Was sie noch vorhaben:
– einen Werkzeugkoffer für gute kommunale Vergabepraxis entwickeln
– Instrumente kurzfristiger Bodensicherung prüfen (vielleicht kann man das auch denken als Commons-Public-Partnership)
– die Aufstellung von „Bodenvergabebeiräten“ unterstützen und
– Voraussetzungen für weitere Bodenfondsmodelle schaffen.
Eine kritische Anmerkung muss jedoch auch noch sein. In der Erklärung heißt es:
„Bodenbesitz ist die zentrale Eigentumsfrage und muss heute wieder stärker mit Blick auf das Wohl der Allgemeinheit und als ein den Eigentümer aktiv verpflichtendes Natur- und Sozialgut bemessenwerden.“
Aus meiner Sicht ist diese Formulierung irreführend, denn Besitz ist etwas anderes als Eigentum. Besitz ist eine Tatsache, ein „innehaben“ und kein unbeschränktes Verfügungsrecht über eine Sache. Ich bin nicht sicher, ob die in Commons-Diskussionen übliche Formel „Besitz statt Eigentum“ schon ausreicht. Vermutlich nicht, denn es geht ja auch bzw. vor allem um kleine Flächen in dicht bebauten Städten. Gentrifizierung heißt ja nicht, dass die Leute, die dann Wohnungseigentümer*innen werden, nicht auch Besitzer*innen dieser Wohnung sind. Interessant scheinen mir daher Lösungen, in denen das Eigentum von dem was auf dem Land steht (‚Land‘ ist m.E. treffender als ‚Boden‘) vom Eigentum an Boden/Land selbst getrennt werden. De facto heißt das: Eigentümer*in eines Hauses zu sein heißt nicht, auch Eigentümer*in des Landes zu sein, auf dem das Haus steht.
Das Gute ist das Gleitmittel des Bösen. Sie haben keine Ahnung wovon Sie schreiben, weder praktisch rechtlich, noch theoretisch – aber gut, es ist ja nur ein Blog…
So, so, wie kommen Sie denn auf diese Schlußfolgerung? Und was hat das mit „Gut“ und „Böse“ zu tun?

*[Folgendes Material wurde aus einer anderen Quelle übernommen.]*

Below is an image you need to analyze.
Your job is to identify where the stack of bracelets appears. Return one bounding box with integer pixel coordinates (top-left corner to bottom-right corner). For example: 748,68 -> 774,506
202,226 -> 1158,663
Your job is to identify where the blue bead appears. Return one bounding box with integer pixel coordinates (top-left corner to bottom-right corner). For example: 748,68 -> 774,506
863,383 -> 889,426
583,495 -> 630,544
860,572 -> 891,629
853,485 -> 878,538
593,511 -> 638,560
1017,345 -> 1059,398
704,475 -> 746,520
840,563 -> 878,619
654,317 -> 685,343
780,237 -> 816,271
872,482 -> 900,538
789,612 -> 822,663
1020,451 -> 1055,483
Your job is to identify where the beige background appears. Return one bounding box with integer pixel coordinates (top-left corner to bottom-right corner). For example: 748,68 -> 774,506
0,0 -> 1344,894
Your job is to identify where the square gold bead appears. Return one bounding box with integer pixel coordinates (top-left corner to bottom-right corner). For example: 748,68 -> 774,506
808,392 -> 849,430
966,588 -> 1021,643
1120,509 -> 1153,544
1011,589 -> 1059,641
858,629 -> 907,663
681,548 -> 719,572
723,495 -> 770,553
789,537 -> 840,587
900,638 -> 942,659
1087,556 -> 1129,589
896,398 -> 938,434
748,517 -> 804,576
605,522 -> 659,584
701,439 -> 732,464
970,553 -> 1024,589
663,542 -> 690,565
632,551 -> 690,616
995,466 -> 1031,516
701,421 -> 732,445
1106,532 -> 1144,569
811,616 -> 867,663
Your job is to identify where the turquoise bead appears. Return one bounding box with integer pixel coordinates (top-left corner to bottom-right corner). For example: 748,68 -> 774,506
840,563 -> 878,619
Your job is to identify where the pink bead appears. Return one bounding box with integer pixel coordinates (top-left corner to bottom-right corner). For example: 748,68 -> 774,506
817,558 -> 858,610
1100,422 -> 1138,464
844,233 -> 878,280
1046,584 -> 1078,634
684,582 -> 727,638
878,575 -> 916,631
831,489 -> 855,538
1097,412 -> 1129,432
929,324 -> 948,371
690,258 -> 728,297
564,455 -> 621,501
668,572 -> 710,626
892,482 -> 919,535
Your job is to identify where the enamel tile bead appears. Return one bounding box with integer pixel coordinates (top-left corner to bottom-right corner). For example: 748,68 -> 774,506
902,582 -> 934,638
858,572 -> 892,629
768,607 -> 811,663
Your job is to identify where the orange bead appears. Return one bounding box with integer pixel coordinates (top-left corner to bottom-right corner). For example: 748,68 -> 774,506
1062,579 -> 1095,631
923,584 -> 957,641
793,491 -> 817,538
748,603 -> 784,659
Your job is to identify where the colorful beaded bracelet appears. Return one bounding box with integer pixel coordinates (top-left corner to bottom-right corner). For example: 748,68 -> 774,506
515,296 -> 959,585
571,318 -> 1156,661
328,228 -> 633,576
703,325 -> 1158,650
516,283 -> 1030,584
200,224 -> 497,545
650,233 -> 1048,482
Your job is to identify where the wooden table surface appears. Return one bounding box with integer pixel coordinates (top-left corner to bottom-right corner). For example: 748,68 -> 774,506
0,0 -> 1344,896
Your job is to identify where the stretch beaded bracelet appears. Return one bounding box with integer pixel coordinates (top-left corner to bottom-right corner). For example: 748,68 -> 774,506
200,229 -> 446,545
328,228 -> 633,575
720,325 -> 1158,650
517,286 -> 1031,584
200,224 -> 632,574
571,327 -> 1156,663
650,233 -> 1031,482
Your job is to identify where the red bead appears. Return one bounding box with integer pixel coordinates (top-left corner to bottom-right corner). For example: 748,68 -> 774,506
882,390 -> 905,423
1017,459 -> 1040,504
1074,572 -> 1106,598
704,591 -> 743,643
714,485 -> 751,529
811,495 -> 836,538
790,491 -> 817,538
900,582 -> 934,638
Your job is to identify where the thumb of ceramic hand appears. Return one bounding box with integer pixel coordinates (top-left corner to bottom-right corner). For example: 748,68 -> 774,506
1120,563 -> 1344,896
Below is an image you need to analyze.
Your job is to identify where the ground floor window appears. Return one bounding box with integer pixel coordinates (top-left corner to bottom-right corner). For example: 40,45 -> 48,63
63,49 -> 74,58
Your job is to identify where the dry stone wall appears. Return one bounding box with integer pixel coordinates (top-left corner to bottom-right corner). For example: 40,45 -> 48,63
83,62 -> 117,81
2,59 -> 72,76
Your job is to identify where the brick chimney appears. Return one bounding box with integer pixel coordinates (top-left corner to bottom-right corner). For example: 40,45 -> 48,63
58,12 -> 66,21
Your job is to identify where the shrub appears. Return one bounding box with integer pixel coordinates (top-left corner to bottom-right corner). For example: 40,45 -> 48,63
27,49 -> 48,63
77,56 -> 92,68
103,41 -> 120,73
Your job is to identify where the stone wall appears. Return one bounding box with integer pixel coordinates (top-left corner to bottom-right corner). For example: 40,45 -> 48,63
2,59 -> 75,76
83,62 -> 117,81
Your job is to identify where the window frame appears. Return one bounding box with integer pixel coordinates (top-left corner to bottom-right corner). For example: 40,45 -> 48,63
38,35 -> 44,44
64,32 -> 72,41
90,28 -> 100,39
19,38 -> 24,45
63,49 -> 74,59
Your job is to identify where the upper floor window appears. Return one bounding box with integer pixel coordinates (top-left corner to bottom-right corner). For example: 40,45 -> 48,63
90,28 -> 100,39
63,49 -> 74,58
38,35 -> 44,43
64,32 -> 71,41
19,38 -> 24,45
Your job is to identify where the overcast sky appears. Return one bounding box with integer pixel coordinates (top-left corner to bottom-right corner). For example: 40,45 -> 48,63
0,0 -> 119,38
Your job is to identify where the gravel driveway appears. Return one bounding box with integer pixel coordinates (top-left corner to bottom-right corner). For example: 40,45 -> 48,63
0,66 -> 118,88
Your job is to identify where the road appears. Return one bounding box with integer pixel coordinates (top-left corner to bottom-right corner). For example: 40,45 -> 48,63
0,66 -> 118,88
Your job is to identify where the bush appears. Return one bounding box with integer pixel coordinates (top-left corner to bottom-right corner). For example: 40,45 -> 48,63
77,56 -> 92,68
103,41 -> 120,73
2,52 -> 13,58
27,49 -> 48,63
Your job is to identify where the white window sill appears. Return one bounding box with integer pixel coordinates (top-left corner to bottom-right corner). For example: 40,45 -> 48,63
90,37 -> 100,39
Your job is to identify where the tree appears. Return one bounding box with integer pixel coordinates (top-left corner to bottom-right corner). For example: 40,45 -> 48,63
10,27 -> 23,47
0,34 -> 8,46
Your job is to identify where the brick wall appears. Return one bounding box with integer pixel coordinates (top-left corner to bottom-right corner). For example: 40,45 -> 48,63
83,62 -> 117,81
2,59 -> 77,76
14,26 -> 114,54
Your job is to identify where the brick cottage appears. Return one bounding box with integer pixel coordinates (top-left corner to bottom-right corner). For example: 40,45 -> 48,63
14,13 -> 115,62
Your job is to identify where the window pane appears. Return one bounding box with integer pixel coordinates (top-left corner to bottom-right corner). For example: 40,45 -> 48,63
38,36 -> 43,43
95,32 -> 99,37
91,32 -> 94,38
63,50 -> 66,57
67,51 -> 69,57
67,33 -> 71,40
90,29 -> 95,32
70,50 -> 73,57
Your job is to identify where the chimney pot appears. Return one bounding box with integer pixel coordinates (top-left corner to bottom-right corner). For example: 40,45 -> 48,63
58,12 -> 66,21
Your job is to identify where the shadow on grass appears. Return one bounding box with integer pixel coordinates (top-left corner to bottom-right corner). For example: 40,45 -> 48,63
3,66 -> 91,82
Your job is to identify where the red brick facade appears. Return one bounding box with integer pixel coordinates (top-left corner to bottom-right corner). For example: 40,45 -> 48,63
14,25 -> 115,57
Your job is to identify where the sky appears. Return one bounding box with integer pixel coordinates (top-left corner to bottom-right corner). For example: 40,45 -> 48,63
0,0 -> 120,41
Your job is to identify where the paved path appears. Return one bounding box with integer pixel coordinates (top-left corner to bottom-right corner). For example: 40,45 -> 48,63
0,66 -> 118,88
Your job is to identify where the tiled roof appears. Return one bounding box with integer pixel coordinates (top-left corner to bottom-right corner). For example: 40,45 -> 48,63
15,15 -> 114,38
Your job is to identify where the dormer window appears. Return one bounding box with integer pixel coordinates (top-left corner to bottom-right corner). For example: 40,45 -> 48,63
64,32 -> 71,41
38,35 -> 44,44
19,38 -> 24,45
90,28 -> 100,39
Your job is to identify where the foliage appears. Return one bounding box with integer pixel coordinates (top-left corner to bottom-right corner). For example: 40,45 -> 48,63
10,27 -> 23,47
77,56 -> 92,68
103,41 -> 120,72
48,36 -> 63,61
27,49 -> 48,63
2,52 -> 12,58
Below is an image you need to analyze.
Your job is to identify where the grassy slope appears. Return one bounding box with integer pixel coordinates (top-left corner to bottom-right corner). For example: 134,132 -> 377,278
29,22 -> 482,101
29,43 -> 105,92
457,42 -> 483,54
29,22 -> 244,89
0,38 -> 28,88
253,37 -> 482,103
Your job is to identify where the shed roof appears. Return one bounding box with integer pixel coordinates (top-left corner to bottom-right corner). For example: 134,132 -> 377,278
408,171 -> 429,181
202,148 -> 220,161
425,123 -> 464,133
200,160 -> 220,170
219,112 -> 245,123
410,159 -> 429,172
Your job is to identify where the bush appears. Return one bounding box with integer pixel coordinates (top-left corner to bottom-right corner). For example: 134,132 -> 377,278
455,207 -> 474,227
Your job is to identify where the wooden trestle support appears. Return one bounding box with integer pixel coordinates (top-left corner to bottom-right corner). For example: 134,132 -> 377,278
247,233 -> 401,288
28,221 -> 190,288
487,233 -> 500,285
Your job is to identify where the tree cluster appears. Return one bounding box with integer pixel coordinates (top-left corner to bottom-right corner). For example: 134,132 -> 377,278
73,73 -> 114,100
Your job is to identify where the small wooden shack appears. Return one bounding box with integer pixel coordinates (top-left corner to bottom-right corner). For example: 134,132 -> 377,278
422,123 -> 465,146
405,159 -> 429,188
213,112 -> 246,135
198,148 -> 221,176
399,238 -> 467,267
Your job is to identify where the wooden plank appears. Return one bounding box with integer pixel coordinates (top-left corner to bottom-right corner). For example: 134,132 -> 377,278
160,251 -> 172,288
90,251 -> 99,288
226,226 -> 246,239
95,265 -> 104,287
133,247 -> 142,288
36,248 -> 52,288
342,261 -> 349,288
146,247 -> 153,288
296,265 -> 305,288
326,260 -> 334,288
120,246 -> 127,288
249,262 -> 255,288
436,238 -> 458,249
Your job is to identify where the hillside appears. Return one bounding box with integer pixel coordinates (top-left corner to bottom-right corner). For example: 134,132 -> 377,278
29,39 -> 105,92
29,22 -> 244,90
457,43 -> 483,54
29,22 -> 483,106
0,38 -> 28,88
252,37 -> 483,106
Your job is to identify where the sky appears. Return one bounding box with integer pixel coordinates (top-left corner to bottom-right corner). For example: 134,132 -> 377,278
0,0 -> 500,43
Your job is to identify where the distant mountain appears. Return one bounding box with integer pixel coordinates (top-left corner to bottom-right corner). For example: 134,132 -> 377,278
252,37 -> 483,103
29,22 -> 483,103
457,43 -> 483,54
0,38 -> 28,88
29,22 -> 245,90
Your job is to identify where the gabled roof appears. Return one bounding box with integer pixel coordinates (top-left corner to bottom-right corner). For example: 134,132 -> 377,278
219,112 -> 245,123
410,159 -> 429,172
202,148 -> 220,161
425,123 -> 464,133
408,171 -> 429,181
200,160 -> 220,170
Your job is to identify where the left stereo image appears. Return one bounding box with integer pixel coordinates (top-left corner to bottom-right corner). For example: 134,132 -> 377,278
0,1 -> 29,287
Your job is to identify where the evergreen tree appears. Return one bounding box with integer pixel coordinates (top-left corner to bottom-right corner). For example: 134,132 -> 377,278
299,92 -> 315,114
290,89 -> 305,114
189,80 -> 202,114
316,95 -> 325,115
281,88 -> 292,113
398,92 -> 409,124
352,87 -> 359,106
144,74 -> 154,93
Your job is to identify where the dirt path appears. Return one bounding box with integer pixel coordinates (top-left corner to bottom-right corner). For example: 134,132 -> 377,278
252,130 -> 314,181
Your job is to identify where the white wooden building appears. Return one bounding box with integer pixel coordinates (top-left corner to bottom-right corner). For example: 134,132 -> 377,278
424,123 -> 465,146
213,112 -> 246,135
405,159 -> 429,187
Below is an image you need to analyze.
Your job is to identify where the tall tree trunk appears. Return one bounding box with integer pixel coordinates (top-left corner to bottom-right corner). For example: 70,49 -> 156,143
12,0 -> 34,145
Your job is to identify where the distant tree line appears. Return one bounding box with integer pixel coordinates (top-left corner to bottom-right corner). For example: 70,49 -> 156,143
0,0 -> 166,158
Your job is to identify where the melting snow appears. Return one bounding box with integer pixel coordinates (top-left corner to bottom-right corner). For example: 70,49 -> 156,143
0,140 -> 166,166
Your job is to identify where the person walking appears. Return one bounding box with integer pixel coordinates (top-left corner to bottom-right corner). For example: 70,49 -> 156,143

Ich finde den Gedanken, dass die Erde, d.h. Grund und Boden und die Bodenschätze wie auch Luft und Wasser uns gemeinsam gehören, als den eigentlichen grundlegenden Leitgedanken. Eigentumsrechtlich würde man von gemeinschaftlichem Eigentum sprechen, wofür es eine legitimierte Verwaltung geben muss. Hier könnte die Fiktion helfen, dass die Kommunen Grund und Boden treuhänderisch im Interesse des Gemeinwohls, letztlich der Menschheit zu verwalten und zu verantworten haben. Sie vergeben einzelne Parzellen – wie bei der Erbpacht – an Privatpersonen (Unternehmen), die dort unter Beachtung aller sozialen und ökologischen Standards bauen, wohnen und arbeiten können. Zum Verkauf stünde dann nicht mehr Grund und Boden sondern nur noch die Gebäude, der Betrieb, d.h. all das, was die Menschen auf dem Grundstück gebaut und geschaffen haben. Grundstücksspekulationen würden der Vergangenheit angehören. Die sozialverträgliche und ökologische Nutzung und die soziale Kontrolle des Besitzübergangs wären gewährleistet.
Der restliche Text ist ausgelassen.